A type of bias that many people are concerned about is financial bias. Every study that gets published in a reputable journal requires that researchers stipulate at the end of the research article any financial interests they may have that could interfere in the overall validity of the study. This is taken very seriously in the scientific and medical community, to the point that even PowerPoint presentations given during casual medical lectures include any financial interests the presenter may have.

A good study should also be replicable, meaning that a third party who decided to do the experiment in the exact same way found the same results. Since studies that are done in the same way may show slightly different results, the best form of evidence is always the meta-analysis. A meta-analysis takes data from many different studies of the same type to find the pattern between all of them. This allows us to take smaller sample sizes in different studies and make them into one big sample.

In general, when evaluating evidence, anecdotal evidence is seen as the least reliable form of evidence as it involves an N of 1. For instance, we know that smoking generally decreases life expectancy, even though some people have met someone who lived to be 100 and smoked a pack every day. Above that, in terms of evidence, is a case series (literally a series of individual cases). Above that are cohort and case-controlled studies that look for correlations between treatment and effect from a block of data, but don’t actually administer treatment in a randomized, controlled fashion. A randomized control trial is there for the best level of evidence below a meta-analysis.

Peer review is also an important part of the scientific process and includes other experts in the field looking for bias, holes, or bad research procedures in a study before it is published. Remember, science is built on a philosophy of skepticism, and researchers enjoy poking holes in other people’s studies if they are not up to snuff.

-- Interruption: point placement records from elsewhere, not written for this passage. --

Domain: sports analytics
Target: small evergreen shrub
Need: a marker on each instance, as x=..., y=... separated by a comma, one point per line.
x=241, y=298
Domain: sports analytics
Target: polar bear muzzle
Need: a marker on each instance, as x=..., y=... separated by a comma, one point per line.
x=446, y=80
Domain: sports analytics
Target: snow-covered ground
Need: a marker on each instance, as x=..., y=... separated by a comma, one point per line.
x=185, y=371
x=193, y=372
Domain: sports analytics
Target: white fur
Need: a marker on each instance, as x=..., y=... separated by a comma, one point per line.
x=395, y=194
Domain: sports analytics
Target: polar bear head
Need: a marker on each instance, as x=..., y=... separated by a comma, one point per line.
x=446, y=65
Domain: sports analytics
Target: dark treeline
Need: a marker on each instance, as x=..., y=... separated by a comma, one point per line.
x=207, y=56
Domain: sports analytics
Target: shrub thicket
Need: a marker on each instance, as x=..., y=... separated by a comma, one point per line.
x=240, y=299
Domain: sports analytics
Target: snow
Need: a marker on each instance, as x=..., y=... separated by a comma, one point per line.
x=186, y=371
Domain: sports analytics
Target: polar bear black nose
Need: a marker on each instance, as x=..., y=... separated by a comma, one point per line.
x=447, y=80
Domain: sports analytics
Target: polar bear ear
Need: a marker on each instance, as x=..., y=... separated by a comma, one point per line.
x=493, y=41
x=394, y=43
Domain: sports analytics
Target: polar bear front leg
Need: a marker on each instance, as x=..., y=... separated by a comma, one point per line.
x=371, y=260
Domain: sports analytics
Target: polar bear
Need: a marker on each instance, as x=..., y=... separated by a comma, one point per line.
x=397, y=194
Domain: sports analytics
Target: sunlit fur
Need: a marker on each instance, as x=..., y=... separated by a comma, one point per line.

Some other things to watch out for…

Beware of studies that imply that correlations they have found are causal unless they show exactly how they are causal, as in a randomized controlled trial. Beware of studies that try to correlate too many things at once. This is often done in the soft sciences such as psychology and sociology. An example may be a study where I claim that frowning at people causes them to lose their job. Maybe I found that frowning at people makes them unhappy, and then I reference another article that found a correlation between people who are unhappy and their proclivity to lose their job. Beware of studies that make moral claims. Remember, science is not a claim on human values, and is not a prescription for how people should live their lives. Science also has a hard time answering questions that are too idiosyncratic, for practical reasons. For instance, there is no experiment on how the twitching of the buccinator muscle of my face correlates with how often I think of Westworld. Science cannot make claims on things for which we have no information. Scientific consensus can and often does change with new information. This is not a bug, it is a feature. The scientific community, when working effectively, adapts to information we did not previously have.

Science is the perfection of skepticism and questioning. It is a deep meditation on how we can say something a claim is true or false. It is what builds rockets that don’t blow up, and it is what helps us find life savings treatments. It is a system that every reputable doctor bets their patients' lives. It is what I have bet my life on, and the way I make practical decisions as a doctor. I hope this article has been illuminating. Please respond with any questions you may have or corrections to mistakes I may have made.